Islamic (Swap-Free) Accounts
Islamic accounts eliminate overnight swap charges in compliance with Islamic finance principles that prohibit interest (riba). The broker typically replaces swaps with an administrative fee on positions held beyond a set number of days. Available at most major brokers including AvaTrade, Pepperstone, and IC Markets, subject to verification of religious requirement.
Cent Accounts
Cent accounts denominate balances and trades in cents rather than dollars — a $100 deposit becomes 10,000 cents. This allows fractional lot trading with extremely small position sizes. Less common at Tier-1 regulated brokers; more prevalent at offshore providers. Useful for high-frequency strategy testing with live pricing but not recommended as a primary account at quality brokers.
VIP / Professional Accounts
Professional accounts are available to traders who qualify under regulatory standards (typically: trading volume of €50,000+ per quarter, financial portfolio over €500,000, or professional trading experience). They offer higher leverage limits and may qualify for reduced commission rates but come with reduced regulatory protections — specifically, the removal of negative balance protection and leverage caps for retail clients.
How to Choose the Right Account Type for Your Strategy
Ask three questions before choosing an account type:
- How many lots will I trade per month? Under 10 lots total: Standard. 10–50 lots: compare all-in costs. Over 50 lots: ECN/RAW.
- Will I hold positions overnight? If yes, overnight swap applies regardless of account type. Islamic accounts eliminate this for qualifying traders.
- Do I need depth-of-market visibility? If your strategy uses order book data, cTrader ECN is the only retail option that provides genuine DOM display.
One practical note: most brokers allow you to open multiple account types simultaneously. If you are uncertain, open both a Standard and ECN account, trade identically in each for one month, and compare total costs. The data will make the correct choice clear for your specific volume and strategy.
Conclusion
Standard, ECN, and RAW spread accounts represent different pricing models for the same underlying activity: accessing the forex market. Standard accounts are simpler, better suited to beginners and lower-volume traders, and hide the broker’s margin in the spread. ECN and RAW accounts are structurally identical in most retail contexts — they offer raw interbank pricing in exchange for a per-lot commission that only becomes cost-effective above a specific trading volume threshold.
Calculate your all-in cost before choosing. Most brokers reviewed at TopBrokers360 allow you to open and compare both account types simultaneously. For further broker comparisons and account type guides, explore the full TopBrokers360 library at topbrokers360.com.
FAQs
Can I switch between account types at the same broker?

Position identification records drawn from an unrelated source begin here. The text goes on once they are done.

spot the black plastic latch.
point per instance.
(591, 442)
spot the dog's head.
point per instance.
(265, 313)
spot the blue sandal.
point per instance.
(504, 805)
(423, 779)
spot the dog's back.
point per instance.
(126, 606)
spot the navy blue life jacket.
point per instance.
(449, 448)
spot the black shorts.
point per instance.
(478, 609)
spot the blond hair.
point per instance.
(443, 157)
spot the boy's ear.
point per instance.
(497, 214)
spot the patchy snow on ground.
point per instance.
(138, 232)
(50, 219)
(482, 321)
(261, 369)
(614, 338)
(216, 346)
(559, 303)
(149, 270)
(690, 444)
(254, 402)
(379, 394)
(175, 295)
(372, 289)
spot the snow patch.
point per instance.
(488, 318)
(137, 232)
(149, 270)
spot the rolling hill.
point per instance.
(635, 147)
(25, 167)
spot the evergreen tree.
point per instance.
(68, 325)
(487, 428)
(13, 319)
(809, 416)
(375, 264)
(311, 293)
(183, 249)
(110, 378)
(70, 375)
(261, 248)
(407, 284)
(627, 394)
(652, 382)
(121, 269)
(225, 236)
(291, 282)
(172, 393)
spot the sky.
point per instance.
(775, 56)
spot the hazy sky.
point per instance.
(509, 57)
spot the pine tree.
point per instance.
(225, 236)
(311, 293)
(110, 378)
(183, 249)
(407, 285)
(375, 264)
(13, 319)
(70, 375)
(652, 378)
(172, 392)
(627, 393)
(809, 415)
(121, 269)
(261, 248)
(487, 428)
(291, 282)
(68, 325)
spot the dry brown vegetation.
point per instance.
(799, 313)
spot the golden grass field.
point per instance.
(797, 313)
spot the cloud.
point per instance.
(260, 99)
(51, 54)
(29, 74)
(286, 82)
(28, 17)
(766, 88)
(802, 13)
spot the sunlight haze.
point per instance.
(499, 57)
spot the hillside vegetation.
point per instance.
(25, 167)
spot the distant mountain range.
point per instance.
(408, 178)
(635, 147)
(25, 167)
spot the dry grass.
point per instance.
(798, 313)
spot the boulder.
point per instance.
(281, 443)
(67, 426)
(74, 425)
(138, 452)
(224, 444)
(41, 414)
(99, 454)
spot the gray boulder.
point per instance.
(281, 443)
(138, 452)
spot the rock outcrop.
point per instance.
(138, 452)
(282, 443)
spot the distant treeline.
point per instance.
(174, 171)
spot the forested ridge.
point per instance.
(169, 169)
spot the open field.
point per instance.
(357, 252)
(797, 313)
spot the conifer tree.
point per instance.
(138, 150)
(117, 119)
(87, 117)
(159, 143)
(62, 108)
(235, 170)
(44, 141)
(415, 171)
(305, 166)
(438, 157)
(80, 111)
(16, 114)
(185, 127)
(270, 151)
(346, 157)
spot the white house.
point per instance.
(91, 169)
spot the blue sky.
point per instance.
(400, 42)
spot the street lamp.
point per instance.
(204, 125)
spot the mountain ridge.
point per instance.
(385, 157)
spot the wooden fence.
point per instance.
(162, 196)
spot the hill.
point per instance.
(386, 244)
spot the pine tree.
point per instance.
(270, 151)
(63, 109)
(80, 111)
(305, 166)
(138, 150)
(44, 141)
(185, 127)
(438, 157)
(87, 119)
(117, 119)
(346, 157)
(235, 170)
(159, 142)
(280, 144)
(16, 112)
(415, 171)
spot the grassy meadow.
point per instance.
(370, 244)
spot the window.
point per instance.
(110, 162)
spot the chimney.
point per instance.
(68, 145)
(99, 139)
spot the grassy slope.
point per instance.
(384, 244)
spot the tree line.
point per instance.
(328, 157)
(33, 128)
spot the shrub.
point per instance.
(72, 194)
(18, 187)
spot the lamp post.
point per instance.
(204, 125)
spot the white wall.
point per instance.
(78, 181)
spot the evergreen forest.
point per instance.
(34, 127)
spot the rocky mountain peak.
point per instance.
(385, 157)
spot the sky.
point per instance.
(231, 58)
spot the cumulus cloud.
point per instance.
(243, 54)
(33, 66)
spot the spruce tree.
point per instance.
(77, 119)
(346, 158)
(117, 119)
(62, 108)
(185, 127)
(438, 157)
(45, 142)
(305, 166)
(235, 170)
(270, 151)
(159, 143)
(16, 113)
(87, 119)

Yes, at most brokers. You can open additional accounts under the same client profile. Some brokers — including Pepperstone and IC Markets — allow conversion between account types without creating a new account. Contact your broker's support team to confirm the process.
Are ECN accounts better for beginners?
No, for most beginners. The commission structure adds complexity that is unnecessary at low volumes. Unless you are trading 5+ lots per day from the start — which carries significant risk for inexperienced traders — a Standard account is simpler and often cheaper at beginner-level volumes.
What is slippage and does account type affect it?
Slippage is the difference between your requested order price and the price at which your order is actually filled. ECN accounts can experience both positive slippage (filled at a better price than requested) and negative slippage during fast-moving markets. Standard accounts at dealing-desk brokers may offer requotes rather than slippage. ECN brokers generally publish their slippage statistics; it is worth reviewing these for any broker you evaluate.